The School of Hard Knocks

In Malaysia, the School of Hard Knocks is not a precursor of the University of Life and an essential component of any I-dragged-meself-up-by-me-bootstraps success story.  It’s actually a workshop where you can go and learn how to make things out of pewter.

I already knew that Kuala Lumpur’s fortune was founded on tin.  KL was just a small unimportant town, playing second fiddle to Malacca and Penang (or maybe that should be third fiddle?), until the late 19th Century, when Chinese prospectors found tin in the river.  Despite the fact that 69 of the 87 original prospectors died of horrible diseases in the swampy jungle, they pressed on and established tin mines and the town began to grow.

Today I learnt that tin is used to make pewter –

hence the very famous Royal Selangor Pewter factory and its workshop.
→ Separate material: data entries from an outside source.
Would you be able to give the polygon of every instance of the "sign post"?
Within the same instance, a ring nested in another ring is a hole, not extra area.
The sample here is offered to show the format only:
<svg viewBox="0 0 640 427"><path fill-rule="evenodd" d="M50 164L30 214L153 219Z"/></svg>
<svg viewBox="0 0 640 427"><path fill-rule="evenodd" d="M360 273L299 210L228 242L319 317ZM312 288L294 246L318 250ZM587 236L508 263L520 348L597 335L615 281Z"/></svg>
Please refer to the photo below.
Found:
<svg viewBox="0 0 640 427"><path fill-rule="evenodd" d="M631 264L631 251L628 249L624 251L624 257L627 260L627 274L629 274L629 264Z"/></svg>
The factory museum shows the earliest Malaysian currency – tin money in the shape of animals –

– cute, but not very practical for a trip to the supermarket:

“That’ll be a crocodile, an elephant and four tortoises, please.”

“I’ve only got two crocodiles – do you have change?”

“Hang on a minute – I’ll just go to the other tills and see if anyone can change one crocodile for ten elephants.”

So they switched to the money tree, on the right in the picture.  As it’s made of tin, they could just twist off as many little Polo mints as they needed.

Then it was time for the fun –

learning to make our own funky designs out of molten pewter.

Anthony made a lovely bracelet … for me –

While Sam made himself a hipster man-band –

And despite being blessed with the manual dexterity of an earthworm, I even managed to make a few things myself –

But we didn’t have time to create replica Petronas Towers –

made of 7,062 pewter tankards

or the largest tankard in the world

which holds 4,920 pints of beer and the Guinness World Record … and is yet another example of the identity crisis which seems to be a permanent, rather than temporary, stage of development in this Islamic country.